The Docker bridge was interfering with ICMP Packet Too Big messages that PMTUD relies on, creating the black hole.
Not checking MTU on all interfaces
I initially only checked the Tailscale interface MTU. I should have checked:
- Physical host interface
- Docker bridge
- Tailscale interface inside container
- Any VLANs or additional networks
The mismatch between any of these layers can cause problems.
Key Takeaways
- Docker's default MTU of 1500 assumes a standard Ethernet network. If your network uses PPPoE, VPNs, or tunnels, the MTU is likely lower.
- MTU mismatches cause silent packet drops, not clear errors. Symptoms include timeouts, stalled transfers, and working small requests but failing large ones.

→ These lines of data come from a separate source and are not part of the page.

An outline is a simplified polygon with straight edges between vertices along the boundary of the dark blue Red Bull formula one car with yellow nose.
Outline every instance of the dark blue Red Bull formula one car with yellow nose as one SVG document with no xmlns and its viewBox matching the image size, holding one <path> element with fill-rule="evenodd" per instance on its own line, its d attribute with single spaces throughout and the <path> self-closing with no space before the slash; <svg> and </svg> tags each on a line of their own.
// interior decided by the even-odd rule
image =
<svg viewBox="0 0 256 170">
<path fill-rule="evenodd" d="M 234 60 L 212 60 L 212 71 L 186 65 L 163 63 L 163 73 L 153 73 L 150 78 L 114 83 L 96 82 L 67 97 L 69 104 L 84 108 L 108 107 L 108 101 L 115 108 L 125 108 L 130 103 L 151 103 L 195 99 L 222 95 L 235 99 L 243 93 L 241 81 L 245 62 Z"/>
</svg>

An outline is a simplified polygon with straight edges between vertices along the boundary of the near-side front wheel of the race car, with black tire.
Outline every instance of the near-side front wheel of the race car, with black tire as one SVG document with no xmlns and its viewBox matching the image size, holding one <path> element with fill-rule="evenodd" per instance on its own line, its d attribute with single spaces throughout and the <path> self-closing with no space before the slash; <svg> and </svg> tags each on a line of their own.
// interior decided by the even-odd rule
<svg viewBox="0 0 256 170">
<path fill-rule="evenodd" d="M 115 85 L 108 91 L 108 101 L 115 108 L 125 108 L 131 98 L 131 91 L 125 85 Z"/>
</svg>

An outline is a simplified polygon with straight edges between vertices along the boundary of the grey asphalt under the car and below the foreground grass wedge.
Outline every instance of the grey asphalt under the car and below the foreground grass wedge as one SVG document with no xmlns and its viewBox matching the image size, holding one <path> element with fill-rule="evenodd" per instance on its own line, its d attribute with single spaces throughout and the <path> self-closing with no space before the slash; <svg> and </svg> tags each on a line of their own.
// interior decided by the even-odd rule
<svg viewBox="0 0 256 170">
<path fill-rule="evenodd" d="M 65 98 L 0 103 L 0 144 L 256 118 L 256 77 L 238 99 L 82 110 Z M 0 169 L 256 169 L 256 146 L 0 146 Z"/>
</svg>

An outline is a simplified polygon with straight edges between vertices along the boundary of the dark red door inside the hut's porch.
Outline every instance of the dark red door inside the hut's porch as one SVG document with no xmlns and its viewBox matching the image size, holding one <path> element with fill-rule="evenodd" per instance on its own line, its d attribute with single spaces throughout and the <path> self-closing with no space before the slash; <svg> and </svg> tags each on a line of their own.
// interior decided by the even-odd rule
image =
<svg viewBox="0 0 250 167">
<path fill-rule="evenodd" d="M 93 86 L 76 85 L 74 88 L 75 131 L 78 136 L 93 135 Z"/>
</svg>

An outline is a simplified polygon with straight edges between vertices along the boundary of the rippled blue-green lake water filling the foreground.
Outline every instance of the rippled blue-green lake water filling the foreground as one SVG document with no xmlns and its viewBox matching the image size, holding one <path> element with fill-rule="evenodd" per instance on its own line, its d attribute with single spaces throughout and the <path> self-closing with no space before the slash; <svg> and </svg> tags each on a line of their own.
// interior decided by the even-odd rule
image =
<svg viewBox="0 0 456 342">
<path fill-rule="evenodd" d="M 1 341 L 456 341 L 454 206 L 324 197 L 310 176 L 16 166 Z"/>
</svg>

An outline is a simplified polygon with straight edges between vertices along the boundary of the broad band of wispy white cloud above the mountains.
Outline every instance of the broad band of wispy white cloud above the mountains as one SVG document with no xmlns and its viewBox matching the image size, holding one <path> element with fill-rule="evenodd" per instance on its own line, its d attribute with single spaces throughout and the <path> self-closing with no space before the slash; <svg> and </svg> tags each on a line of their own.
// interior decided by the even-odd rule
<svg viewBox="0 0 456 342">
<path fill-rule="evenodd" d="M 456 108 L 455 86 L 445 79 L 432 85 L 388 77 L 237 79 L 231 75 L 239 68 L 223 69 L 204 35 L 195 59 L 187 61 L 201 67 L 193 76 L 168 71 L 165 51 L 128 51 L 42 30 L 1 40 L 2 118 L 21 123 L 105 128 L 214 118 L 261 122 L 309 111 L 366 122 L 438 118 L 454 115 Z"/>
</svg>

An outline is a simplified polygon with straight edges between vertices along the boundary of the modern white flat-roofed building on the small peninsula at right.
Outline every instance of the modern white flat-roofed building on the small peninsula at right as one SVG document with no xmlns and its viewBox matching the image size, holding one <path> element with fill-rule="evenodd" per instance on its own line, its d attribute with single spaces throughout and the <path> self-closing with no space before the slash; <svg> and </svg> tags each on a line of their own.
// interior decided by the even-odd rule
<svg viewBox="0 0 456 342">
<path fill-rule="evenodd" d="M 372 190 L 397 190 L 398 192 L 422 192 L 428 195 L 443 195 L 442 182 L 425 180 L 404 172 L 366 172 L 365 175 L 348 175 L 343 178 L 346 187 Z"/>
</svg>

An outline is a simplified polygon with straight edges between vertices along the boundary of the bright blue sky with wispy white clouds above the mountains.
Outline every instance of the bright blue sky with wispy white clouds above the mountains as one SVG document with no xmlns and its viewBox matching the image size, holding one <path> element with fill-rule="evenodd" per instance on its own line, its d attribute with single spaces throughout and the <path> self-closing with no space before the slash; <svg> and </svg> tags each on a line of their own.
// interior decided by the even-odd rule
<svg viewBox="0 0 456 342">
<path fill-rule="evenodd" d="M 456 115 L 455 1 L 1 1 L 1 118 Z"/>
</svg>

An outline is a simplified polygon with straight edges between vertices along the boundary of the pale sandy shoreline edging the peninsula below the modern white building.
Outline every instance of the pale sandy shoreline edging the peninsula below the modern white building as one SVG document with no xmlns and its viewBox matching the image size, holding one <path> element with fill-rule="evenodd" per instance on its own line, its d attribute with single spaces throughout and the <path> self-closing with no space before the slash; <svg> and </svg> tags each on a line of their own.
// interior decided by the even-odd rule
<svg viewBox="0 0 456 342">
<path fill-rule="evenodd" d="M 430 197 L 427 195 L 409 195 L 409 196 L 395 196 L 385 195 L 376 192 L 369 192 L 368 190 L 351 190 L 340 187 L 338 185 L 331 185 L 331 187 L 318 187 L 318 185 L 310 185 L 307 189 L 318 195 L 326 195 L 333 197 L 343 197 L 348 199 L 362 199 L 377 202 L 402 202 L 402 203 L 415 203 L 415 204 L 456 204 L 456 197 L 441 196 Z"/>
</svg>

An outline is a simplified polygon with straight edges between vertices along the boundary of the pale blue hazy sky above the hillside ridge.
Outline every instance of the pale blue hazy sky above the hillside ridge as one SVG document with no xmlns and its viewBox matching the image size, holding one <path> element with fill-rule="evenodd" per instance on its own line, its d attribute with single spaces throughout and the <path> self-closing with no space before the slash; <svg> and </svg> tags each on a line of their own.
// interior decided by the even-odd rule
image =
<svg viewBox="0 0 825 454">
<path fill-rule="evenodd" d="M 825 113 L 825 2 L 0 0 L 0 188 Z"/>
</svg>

- Check MTU on every network layer: physical interface, Docker bridge, container interfaces, and overlay networks like Tailscale.
- Set MTU in both
/etc/docker/daemon.jsonand in docker-compose files. The daemon setting applies to new networks; compose settings apply to specific containers. - Tailscale subnet routing in Docker requires
privileged: trueor very specific capabilities. I tried avoiding privileged mode but couldn't get routes to advertise reliably without it. - IPv6 PMTUD is more fragile than IPv4 fragmentation. If you're using Tailscale (which uses IPv6 internally), MTU issues hit harder.
How to Check for This Problem
If you suspect MTU issues:
# Check host interface MTU
ip link show
# Check Docker bridge MTU
docker network inspect bridge | grep -i mtu
# Test connectivity with different packet sizes
ping -M do -s 1472 target_ip # Should work
ping -M do -s 1500 target_ip # May fail if MTU is 1450
The -M do flag tells ping not to fragment packets. If larger packets fail but smaller ones work, you have an MTU problem.
Why This Matters
This isn't just a Tailscale issue. Any containerized network service that routes traffic—VPN servers, reverse proxies, subnet routers—can hit this. The symptoms are confusing because small requests work fine (DNS, SSH, web page loads) while large transfers fail silently.
I lost several hours debugging "broken" services that were actually fine—the network layer was just dropping packets without telling anyone.